Bird Facts: 21 Interesting and Fun Facts about Bird
In this interesting post, we collected 23 facts about birds. There are 9,703 different species of birds in the world, making for a plethora of bird facts. Those 9,703 are divided up into 142 families. There are an estimated 100 to 200 billion birds in the world. Can you imagine memorizing bird facts on all of them?
- Birds are found on every land mass and water body in the world.
- The bird with the most total numbers is the Red-billed Quelea, which lives in Africa. Millions are killed every year to protect at least some of the grain crops. There are believed to be in the neighborhood of 1.5 billion of these birds. The total population is isolated to Africa.
- From the time of the 1600s, when bird facts and records started to be written down, an estimated 115 species of birds have gone extinct–primarily from human actions.
- There are two birds that have only been seen once–the orange-necked partridge in 1927 and in 1844, the Sudanese Red Sea Cliff Swallow.
- The European House Sparrow is thought to be the most common wild bird in world. Thanks to human transport in some cases, the bird now exists in two-thirds of the land in the world.
- The Ostrich is the largest living bird, on average being nine feet tall and weighing up to 353 pounds. The record for the heaviest bird that flies is the Kori Bustard–lives in Africa and weighs up to 42 pounds.

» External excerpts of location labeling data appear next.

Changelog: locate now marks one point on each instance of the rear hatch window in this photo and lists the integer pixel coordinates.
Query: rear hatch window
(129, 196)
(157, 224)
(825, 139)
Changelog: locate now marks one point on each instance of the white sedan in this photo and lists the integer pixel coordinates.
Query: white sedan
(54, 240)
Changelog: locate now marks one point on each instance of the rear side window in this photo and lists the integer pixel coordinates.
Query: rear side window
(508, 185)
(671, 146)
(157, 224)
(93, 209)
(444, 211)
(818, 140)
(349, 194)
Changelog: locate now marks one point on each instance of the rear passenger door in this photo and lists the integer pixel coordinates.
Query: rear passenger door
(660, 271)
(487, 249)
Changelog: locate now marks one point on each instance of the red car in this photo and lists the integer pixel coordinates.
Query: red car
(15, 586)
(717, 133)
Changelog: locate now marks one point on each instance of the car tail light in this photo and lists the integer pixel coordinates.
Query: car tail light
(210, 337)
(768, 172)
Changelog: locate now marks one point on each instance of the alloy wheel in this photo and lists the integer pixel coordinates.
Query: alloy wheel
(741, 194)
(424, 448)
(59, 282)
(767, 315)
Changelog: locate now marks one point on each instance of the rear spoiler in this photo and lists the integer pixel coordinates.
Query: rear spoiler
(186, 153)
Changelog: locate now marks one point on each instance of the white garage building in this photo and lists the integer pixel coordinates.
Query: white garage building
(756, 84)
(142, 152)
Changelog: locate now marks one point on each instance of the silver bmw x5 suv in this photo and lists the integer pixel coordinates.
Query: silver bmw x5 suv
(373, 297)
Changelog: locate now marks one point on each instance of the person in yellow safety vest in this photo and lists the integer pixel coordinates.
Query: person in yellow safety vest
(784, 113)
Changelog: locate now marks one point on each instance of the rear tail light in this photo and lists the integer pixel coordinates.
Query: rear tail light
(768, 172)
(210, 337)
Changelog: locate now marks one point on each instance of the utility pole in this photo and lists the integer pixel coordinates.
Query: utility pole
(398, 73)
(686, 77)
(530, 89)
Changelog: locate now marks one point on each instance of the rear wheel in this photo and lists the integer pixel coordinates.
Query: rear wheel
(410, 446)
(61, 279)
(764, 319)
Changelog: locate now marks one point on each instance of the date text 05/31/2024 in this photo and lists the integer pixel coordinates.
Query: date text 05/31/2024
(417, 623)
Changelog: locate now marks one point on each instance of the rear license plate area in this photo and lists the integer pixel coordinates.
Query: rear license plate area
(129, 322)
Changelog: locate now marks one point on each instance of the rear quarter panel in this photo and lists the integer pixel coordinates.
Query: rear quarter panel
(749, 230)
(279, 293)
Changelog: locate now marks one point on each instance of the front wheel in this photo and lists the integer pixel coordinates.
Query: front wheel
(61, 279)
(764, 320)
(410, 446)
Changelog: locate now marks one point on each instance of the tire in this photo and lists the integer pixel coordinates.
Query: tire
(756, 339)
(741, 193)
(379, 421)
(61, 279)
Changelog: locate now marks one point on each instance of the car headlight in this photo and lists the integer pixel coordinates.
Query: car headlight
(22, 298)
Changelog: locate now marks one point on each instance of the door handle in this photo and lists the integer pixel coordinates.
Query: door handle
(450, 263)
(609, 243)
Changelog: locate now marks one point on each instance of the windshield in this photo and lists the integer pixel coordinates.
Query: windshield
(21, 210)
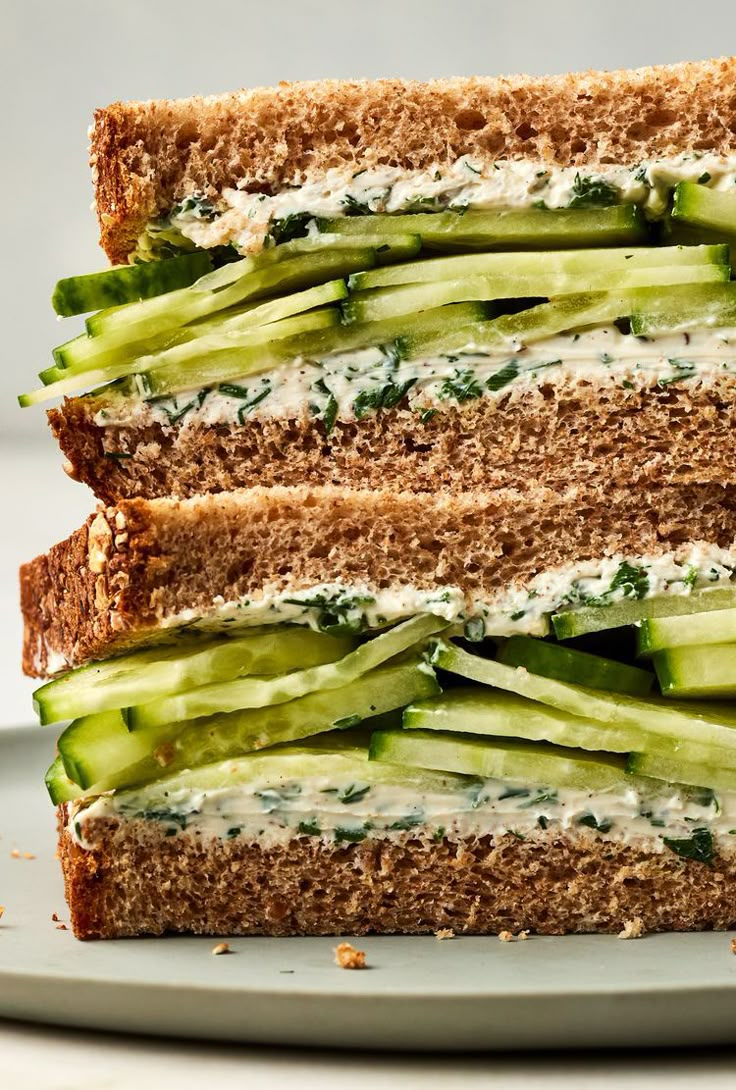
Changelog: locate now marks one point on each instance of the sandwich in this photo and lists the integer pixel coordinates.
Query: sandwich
(409, 602)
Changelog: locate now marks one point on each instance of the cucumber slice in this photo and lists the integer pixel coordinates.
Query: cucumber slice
(662, 724)
(154, 316)
(143, 675)
(661, 633)
(697, 671)
(551, 661)
(225, 367)
(506, 715)
(378, 304)
(203, 337)
(347, 764)
(58, 784)
(539, 228)
(682, 309)
(584, 619)
(260, 692)
(125, 283)
(516, 762)
(221, 737)
(702, 207)
(675, 771)
(572, 264)
(254, 346)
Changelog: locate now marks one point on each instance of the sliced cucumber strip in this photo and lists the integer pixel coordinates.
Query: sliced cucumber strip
(221, 737)
(696, 629)
(539, 228)
(506, 715)
(143, 675)
(253, 346)
(586, 619)
(574, 265)
(516, 762)
(697, 671)
(260, 692)
(702, 207)
(578, 667)
(662, 723)
(378, 304)
(682, 309)
(675, 771)
(154, 316)
(58, 784)
(125, 283)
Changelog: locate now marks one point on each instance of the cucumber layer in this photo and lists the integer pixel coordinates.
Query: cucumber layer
(516, 762)
(539, 228)
(704, 671)
(577, 667)
(142, 676)
(698, 629)
(125, 283)
(206, 741)
(260, 692)
(586, 619)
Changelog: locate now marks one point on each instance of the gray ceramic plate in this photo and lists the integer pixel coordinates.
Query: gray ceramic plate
(419, 993)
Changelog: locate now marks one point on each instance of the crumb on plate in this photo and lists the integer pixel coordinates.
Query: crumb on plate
(348, 957)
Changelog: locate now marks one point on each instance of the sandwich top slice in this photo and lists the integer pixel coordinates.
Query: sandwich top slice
(447, 285)
(318, 711)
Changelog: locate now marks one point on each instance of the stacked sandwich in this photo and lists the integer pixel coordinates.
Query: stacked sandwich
(410, 600)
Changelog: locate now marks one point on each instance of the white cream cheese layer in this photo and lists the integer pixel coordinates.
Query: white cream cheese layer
(511, 609)
(348, 810)
(353, 379)
(243, 218)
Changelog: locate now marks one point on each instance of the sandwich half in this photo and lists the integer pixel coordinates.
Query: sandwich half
(410, 598)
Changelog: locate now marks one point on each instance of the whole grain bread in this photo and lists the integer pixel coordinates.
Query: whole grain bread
(132, 569)
(554, 433)
(146, 156)
(135, 880)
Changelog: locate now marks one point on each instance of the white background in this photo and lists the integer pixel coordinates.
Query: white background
(59, 59)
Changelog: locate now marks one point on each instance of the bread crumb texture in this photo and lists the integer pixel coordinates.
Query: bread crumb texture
(182, 555)
(134, 881)
(146, 156)
(348, 957)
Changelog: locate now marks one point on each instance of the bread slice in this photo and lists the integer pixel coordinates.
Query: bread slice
(134, 880)
(554, 433)
(144, 567)
(146, 156)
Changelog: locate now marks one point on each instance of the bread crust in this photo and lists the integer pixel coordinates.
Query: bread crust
(555, 433)
(135, 881)
(146, 156)
(134, 567)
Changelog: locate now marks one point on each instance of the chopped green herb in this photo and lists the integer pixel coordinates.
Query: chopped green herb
(698, 847)
(592, 193)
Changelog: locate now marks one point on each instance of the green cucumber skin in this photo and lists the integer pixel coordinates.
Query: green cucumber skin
(586, 619)
(694, 630)
(577, 667)
(128, 283)
(707, 671)
(521, 762)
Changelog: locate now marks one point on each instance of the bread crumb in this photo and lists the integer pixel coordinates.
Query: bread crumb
(348, 957)
(632, 929)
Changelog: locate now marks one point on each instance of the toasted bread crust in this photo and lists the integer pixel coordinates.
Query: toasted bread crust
(137, 881)
(133, 568)
(556, 434)
(146, 156)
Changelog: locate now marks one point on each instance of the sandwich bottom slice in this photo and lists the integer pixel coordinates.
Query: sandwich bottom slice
(328, 711)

- The record for length of a bird’s wingspan is the Wandering Albatross at 11 feet, 11 inches.
- The Bee Hummingbird is the smallest bird in the world, weighing 0.056 ounces.
- The largest known nest in the world belongs to the Mallee Fowl Australia, whose nest is 16-½ feet tall and 36 feet across.
- Among the fastest birds are the Common Eider at 47 mph, numerous ducks which can fly over 60 mph, and the Peregrine Falcon, which when hunting can fly at 100 to 200 mph.
- Facts are kept about how high birds can fly, and birds normally fly under 500 feet.
- This changes during migration when birds crossing the Caribbean fly up to 20,000 feet.
- Many birds do not build nests–some lay their eggs on cliffs, some bury their eggs under mounds of dirt, and some dig burrows.
- Open cup nests are the favorite of North American songbirds.
- Birds provide many services to humans, including controlling insect populations.
- Many bird facts are about Neotropical migratory birds. These are birds who spend the summer in the United States and Canada and then migrate to spend the winter in Mexico, Central America, South America or the Caribbean Islands.
- Every year Red Knots and White-rumped Sandpipers make a trip from the arctic to the southern-most part of South America–this is a distance one-way of 10,000 miles. Arctic terns normally complete a migration of over 22,000 miles.
- Most migrating birds fly at night when the air is cooler.
- Migratory birds fly south as much for the abundant food as for air temperature.
- Migratory birds fly at speeds up to 45 mph.
- Migration can take from three days to four months.